Simon Frantzsy is a member of the Shelter Committee at Jeremie and he said the needs of the people are many and varied.
“They need potable water and food. There are people [whose] homes have been destroyed and they need to rebuild,” he explained.
“As you can see, there are children; you have to provide. They need things. For example, there are babies and they need diapers and there is no money to buy anything.”
“We have a problem. There are children who are not well, there are children with the cold, children with fever; that means they need medication,” Frantzsy added.
“We have a strategy. We’re first going to work with the people who have a structure and give them tarpaulins because the schools have to open; that’s how life will start again,” says Brian, a volunteer with the International Organization for Migration (IOM).
But up until this point, there is no strategy for the people who have lost everything, except that the authorities promised in a stakeholders meeting, that the people who have lost their homes will not be put on the streets. So, Melange’s predicament continues.
Restoring the century old town of Jeremie is no easy task, as over 90 per cent of the housing stock, predominantly wooden structures, has been either damaged or completely destroyed. The other 10 per cent nestled in the hills that rise up from the Caribbean Sea, are built on unstable foundations with substandard material.
But destroyed houses and destitute people are not the only problems in the quaint coastal town with narrow streets. Sanitation is a major problem, with garbage piled everywhere giving off a putrid smell that seems to go unnoticed by its residents, who cook and trade admist it.
Added to that, the town is politically polarized and that has been affecting distribution of supplies to those who need it most.
Inspector General in Haiti’s National Guard, Jean Saint Fleur said the situation was so hostile and volatile that he was sent from Port-au-Prince to restore a sense of order to Jeremie.
“The security is important,” Saint Fleur said.
“Without security, if you come with food, if you come with building materials and equipment, the bandits will offload, they will clear, parcel and distribute. They would injure or kill you; people will die and that is why…all policemen must be deployed for security, to secure the convoys and to secure distribution.”
Saint Fleur said he was “responsible for evacuating all people in vulnerable areas and structures – voluntarily or by force.”
“When I understood the type of damage that can be caused by a Category 4 hurricane and I showed them the sea water rising from Monday, that is when they agreed to evacuate.”

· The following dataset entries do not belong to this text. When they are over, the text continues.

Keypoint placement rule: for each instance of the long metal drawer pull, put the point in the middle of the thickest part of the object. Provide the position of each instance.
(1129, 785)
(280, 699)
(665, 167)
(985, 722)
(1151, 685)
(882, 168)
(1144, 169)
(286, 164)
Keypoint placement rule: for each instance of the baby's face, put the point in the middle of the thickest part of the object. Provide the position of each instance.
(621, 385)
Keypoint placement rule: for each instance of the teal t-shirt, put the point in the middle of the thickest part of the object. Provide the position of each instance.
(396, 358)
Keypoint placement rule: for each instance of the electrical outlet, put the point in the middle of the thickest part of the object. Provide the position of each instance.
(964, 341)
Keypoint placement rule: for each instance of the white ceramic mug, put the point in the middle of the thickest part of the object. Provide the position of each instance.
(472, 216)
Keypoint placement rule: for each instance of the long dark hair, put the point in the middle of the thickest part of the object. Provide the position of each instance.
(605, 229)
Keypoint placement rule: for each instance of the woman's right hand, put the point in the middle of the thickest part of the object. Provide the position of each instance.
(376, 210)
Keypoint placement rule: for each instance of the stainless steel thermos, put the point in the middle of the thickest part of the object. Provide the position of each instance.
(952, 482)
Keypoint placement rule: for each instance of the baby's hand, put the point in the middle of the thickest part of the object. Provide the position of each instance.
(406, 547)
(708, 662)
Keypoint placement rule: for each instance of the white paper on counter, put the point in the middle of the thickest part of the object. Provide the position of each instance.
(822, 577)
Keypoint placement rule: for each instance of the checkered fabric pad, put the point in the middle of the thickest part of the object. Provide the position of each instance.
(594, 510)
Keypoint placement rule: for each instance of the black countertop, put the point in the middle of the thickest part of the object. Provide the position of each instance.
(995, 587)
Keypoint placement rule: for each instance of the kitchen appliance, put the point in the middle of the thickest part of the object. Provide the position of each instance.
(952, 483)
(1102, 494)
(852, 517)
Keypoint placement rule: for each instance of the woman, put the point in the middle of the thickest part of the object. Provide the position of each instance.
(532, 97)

Early warning and mass evacuation are being touted as the reasons the death toll – which is yet to be confirmed, since at least four communities in the mountainous interior of Jeremie have not yet been reached – is so low.
The Delegate (political/parliamentary representative) for Grand Anse, Kedner Frenel, described his district as a war zone, saying “when you look at the situation here, it is as if a bomb has been dropped on the district.”
“After October 3rd, the department has changed. We’ve lost 95 per cent of our agriculture and what we need is solidarity from the national government and the international donors.”
But Frenel sees this as an occasion for infrastructural development in the district and says “if we don’t take this opportunity, it would be like setting ourselves back by 25 years.”
In the meantime, the rain continues to fall in Jeremie, the pigs rummage through the garbage for dinner, Melange waits for a home for herself, her children and the other 18 members of the household, and two children surf in the angry waves on small pieces of plywood, seemingly unaffected by the chaos permeating their cherished town.